International Journal of Population Data Science (Sep 2024)

Developing a High Velocity Dataset Quality Checking Pipeline

  • Hannah Davies,
  • Daniel S Thayer,
  • Muhammad A Elmessary,
  • Alex-Ioan Coldea,
  • Carys Jones,
  • Lorna Evans,
  • Alexander Makovics,
  • Owen Howell-Wright,
  • Lee Hughes

DOI
https://doi.org/10.23889/ijpds.v9i5.2741
Journal volume & issue
Vol. 9, no. 5

Abstract

Read online

Objective The volume and frequency of refreshed data within the [organisation] has increased significantly since the beginning of the COVID-19 pandemic. Therefore, a more efficient data quality (DQ) checking process was necessary. Approach Having previously developed an automated DQ checking tool, the focus was on re-engineering the process of DQ task allocation and communication of results. Results 5 analysts were trained in DQ checking. A JIRA workflow tracks the management of data loading. When a dataset is ready for DQ, the Data Manager allocates a ticket to the DQ Lead who then allocates it onto one of the 5 analysts. Via a DQ Slack channel, the analyst is informed and acknowledges receipt of the task.
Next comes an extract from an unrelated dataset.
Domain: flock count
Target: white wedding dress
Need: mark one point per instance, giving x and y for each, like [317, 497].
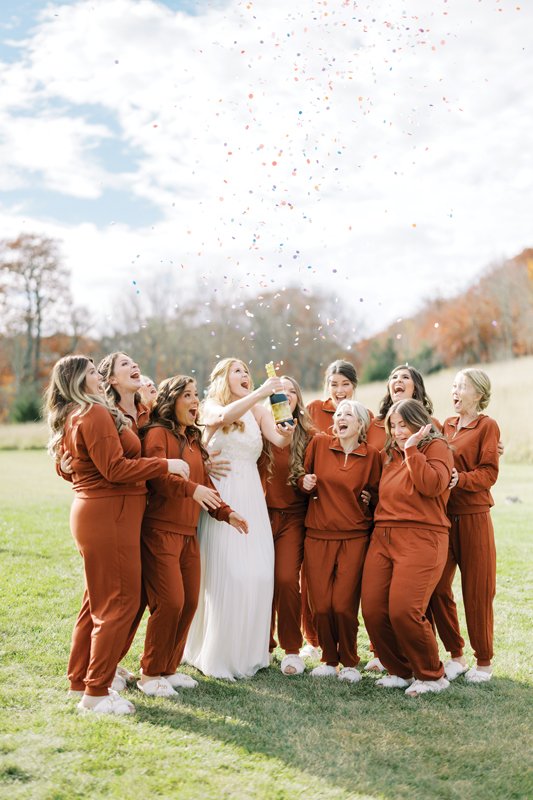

On completion of DQ, the analyst updates the ticket and transfers it to the appropriate workflow stage. Passed DQ tickets are transferred to the Data Manager for data release, whereas failed ones are placed “On Hold”. The DQ Lead triages the issues and liaises with relevant parties for resolution, which may require data amendments. On receipt of amended data, the DQ ticket is transferred back to the queue and the analyst is notified to re-check the data. Conclusions The team now complete a high volume of DQ checks efficiently. In 2023, 405 datasets, containing 1716 tables, were quality checked, with the initial DQ taking, on average, 2.6 days. Implications The improved speed of DQ checking ensures projects access the latest available data whilst maintaining the expected DQ levels, integrity and reputation of the TRE.